Even then, I remain one of only 16% of mothers in the UK who returned to work after having a disabled child. Just 3% of mothers with disabled children work full-time in the UK, and 13% work part-time.*
There are many barriers to returning to work. An understanding boss and the ability to attend a multitude of medical appointments being two already mentioned.
But, I believe one of the main issues is child care. I documented our struggle to find a provider who would take May. A child like May costs more money because she requires more supervision, time and equipment.
But, the government was not forthcoming with help. I was told that returning to work was a lifestyle choice. There is no statutory requirement to take children like May, even in state run nurseries. And, only weeks after she was admitted, our council cut the funding for her one-on-one care. Without it, the nursery would not have been able to watch over her safely.
A long fight ensued that we won. But, the children that followed May were not given the same provision.
Without exaggeration: if the funding hadn’t been reinstated, May wouldn’t have been able to attend and I would have had to quit my job.

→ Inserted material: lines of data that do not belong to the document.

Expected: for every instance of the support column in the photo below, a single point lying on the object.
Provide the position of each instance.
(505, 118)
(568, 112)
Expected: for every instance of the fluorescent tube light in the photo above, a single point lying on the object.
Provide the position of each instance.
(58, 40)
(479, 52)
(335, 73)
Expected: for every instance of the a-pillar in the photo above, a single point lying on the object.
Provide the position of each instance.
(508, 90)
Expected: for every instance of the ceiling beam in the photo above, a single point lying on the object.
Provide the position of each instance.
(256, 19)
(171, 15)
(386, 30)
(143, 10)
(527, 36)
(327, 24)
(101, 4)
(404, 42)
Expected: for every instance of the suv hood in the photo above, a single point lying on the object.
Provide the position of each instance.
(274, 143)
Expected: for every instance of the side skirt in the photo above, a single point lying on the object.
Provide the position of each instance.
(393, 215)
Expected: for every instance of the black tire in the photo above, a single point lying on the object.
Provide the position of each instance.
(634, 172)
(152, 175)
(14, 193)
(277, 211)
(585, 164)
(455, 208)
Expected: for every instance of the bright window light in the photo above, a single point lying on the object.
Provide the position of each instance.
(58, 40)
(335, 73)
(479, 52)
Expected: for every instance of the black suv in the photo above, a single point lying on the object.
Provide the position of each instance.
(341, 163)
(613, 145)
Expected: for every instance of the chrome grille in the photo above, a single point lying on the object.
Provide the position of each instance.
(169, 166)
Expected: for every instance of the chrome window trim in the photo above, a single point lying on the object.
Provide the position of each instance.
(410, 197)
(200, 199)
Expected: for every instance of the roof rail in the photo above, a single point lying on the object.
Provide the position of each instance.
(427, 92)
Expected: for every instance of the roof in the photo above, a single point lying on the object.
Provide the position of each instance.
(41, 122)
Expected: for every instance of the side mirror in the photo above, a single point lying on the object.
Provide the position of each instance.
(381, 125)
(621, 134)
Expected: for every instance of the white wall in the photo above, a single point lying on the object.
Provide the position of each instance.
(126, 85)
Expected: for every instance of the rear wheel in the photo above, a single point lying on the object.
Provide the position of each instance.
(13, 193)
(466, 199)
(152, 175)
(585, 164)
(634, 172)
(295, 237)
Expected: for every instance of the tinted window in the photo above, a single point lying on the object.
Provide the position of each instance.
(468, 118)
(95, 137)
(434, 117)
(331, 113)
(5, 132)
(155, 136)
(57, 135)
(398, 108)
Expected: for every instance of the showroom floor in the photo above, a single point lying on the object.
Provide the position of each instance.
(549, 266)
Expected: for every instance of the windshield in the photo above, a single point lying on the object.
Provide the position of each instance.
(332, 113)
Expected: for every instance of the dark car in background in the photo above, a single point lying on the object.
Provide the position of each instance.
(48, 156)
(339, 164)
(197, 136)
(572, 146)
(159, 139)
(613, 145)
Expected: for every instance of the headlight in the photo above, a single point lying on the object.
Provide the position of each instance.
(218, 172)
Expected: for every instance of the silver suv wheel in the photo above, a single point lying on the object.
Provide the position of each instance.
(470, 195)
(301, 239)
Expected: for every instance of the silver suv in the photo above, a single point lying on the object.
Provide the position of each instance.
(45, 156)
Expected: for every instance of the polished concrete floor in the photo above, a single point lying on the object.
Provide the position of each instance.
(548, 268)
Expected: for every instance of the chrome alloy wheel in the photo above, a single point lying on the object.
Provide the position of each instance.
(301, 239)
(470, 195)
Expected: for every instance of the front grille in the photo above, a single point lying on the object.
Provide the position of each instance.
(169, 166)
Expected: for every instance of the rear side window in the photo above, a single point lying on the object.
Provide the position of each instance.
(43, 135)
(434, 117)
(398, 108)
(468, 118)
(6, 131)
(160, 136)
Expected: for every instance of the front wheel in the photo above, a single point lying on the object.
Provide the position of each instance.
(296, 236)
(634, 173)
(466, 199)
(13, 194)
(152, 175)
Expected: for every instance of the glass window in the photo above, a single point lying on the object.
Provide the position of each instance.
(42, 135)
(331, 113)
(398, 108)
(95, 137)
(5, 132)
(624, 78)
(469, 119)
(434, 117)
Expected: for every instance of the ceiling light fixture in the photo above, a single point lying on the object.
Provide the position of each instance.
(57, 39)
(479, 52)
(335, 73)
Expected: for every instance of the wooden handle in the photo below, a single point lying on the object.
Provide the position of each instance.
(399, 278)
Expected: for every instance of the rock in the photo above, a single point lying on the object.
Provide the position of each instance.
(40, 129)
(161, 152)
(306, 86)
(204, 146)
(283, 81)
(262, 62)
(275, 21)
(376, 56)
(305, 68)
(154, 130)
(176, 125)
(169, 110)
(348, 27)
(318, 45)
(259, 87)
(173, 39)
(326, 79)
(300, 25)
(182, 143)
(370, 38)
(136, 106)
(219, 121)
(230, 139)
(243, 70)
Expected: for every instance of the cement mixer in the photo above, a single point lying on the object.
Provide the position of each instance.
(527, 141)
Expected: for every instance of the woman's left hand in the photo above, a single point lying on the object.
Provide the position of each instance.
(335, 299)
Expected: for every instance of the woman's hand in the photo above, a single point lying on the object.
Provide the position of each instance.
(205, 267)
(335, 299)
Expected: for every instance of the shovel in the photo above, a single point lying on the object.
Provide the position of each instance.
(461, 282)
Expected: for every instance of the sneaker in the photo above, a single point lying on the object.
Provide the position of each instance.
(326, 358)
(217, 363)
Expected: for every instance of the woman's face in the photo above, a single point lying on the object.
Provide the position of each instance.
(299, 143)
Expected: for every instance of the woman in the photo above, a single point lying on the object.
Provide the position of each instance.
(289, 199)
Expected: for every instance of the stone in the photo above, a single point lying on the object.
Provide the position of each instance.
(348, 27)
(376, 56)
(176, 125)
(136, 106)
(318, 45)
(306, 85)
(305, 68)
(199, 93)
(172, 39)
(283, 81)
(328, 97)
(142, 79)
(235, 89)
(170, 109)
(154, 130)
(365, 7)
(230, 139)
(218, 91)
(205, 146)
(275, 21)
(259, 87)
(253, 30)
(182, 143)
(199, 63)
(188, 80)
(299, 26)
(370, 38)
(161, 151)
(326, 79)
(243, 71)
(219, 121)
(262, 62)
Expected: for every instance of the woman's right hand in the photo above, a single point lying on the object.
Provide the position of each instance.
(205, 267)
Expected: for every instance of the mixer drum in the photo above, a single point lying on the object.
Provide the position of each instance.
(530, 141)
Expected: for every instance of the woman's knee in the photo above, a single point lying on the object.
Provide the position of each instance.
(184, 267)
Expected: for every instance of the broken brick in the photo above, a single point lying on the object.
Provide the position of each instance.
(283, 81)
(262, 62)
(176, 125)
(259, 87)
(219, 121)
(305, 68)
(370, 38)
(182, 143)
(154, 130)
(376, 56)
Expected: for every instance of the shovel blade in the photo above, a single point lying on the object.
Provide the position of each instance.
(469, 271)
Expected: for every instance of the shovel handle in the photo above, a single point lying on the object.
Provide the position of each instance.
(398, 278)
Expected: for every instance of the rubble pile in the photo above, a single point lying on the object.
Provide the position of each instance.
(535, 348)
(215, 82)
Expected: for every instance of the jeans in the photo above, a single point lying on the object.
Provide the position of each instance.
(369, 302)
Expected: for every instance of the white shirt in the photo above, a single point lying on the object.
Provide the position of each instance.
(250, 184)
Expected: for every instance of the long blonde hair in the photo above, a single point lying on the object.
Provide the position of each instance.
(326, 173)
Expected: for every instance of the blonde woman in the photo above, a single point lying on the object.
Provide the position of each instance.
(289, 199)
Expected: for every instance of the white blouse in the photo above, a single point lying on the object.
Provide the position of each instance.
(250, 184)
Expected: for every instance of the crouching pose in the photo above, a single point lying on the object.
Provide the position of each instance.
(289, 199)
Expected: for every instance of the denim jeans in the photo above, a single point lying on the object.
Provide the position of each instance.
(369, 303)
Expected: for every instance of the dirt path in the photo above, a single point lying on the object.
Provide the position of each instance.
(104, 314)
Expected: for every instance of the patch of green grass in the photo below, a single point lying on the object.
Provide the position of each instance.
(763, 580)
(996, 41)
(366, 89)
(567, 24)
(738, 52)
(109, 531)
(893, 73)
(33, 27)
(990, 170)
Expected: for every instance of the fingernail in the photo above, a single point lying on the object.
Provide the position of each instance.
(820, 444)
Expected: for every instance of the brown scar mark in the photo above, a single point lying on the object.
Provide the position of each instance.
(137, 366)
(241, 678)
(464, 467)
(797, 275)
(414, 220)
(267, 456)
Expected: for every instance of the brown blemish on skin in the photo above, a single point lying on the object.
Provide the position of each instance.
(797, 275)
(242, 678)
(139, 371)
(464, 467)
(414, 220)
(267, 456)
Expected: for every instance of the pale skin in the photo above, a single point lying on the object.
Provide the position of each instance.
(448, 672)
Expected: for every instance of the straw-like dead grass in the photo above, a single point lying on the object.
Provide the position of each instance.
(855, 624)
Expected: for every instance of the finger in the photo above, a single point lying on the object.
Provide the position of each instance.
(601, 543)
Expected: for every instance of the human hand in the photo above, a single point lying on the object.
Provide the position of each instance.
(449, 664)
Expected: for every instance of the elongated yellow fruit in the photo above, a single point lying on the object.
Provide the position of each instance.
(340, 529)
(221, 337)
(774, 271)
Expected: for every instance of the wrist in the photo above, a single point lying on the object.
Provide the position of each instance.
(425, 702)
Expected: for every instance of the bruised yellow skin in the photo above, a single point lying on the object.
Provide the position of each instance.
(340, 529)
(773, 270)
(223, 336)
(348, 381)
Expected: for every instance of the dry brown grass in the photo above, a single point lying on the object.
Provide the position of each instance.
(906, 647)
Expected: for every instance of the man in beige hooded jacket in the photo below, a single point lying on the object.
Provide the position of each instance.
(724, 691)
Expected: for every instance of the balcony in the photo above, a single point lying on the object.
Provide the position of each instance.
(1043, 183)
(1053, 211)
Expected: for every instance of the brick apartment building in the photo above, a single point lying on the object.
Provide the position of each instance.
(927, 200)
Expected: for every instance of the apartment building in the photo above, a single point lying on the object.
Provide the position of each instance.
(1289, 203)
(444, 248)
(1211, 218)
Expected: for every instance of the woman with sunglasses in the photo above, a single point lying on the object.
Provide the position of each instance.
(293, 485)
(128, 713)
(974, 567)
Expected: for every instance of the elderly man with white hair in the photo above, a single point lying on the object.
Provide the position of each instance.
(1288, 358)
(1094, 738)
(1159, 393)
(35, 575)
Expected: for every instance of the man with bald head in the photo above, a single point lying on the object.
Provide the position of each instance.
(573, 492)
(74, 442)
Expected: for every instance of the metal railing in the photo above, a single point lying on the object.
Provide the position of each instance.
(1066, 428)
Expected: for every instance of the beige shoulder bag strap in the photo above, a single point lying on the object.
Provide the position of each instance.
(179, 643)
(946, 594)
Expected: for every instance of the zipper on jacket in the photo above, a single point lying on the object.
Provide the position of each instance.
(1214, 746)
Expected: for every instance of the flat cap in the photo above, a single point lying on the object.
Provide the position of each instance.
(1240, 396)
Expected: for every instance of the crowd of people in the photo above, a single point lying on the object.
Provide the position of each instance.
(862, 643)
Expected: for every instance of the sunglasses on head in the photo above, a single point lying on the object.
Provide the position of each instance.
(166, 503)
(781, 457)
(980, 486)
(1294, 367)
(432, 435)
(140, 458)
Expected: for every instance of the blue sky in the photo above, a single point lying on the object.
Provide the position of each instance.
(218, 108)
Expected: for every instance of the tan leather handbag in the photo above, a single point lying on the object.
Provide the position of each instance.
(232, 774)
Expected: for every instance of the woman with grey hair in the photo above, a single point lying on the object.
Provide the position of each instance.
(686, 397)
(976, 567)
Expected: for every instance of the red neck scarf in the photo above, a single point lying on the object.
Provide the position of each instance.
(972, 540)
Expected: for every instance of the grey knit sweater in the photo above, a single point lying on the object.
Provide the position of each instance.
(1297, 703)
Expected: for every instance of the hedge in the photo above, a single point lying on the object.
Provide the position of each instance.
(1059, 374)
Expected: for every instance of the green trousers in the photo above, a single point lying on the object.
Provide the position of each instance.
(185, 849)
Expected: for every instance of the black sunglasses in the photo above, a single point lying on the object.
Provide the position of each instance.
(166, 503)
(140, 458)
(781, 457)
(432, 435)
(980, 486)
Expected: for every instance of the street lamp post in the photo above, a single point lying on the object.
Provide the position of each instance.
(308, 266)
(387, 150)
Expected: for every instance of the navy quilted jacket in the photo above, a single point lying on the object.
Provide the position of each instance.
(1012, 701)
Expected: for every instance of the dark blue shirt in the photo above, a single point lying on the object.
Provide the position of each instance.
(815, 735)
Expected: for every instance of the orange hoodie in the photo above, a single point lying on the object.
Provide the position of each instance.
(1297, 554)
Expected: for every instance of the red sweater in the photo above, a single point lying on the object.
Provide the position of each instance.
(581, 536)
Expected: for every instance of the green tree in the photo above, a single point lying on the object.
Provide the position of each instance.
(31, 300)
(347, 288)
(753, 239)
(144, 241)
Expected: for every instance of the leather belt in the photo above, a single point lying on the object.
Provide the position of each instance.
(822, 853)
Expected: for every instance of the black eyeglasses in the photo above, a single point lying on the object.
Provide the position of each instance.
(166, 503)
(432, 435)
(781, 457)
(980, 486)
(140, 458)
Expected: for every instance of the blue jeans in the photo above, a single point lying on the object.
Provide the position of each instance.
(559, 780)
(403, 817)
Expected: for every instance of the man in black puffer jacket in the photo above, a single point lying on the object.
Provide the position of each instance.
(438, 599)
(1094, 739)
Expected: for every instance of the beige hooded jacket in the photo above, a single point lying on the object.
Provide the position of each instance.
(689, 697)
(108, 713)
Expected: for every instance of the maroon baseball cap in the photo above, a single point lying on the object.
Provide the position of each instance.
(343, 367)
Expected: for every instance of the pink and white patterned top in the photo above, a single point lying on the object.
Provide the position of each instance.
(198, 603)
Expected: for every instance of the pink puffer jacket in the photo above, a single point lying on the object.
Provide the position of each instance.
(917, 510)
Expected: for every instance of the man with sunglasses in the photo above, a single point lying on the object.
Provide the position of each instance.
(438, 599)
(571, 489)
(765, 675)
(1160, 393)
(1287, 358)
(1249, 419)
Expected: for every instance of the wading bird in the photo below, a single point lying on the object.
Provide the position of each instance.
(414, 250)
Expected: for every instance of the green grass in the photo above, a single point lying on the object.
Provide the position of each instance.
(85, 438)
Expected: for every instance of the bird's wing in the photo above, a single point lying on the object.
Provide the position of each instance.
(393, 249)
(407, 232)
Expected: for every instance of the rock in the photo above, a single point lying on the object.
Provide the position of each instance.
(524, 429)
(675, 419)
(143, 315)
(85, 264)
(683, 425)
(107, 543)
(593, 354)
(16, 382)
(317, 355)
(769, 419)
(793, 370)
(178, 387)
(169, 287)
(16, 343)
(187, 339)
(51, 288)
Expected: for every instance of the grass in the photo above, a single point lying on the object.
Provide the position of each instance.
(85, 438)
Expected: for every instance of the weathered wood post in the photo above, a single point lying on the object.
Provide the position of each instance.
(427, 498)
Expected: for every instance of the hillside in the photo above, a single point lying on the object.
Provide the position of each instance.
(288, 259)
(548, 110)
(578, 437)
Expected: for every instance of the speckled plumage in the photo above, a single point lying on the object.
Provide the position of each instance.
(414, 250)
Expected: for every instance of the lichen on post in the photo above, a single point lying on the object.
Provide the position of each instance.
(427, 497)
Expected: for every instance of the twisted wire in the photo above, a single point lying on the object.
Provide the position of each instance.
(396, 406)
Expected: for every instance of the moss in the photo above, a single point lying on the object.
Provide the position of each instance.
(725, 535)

I am more than May’s mother. Is it wrong that I want to use my two post-graduate degrees and over a decade of teaching experience? I have published a novel. I have written for major publications in the US and UK. Why is it less important that I work full-time than it is that my husband does?
What does being May’s mother mean? Does it mean my life is not worth as much as hers?
I want to work. I want to be independent. I want to pay my bills. I want to be a part of the world. Help me.
#WeWork. (We do. If you’d let us…)
*All the statistics in this post came from a study by the Papworth Trust.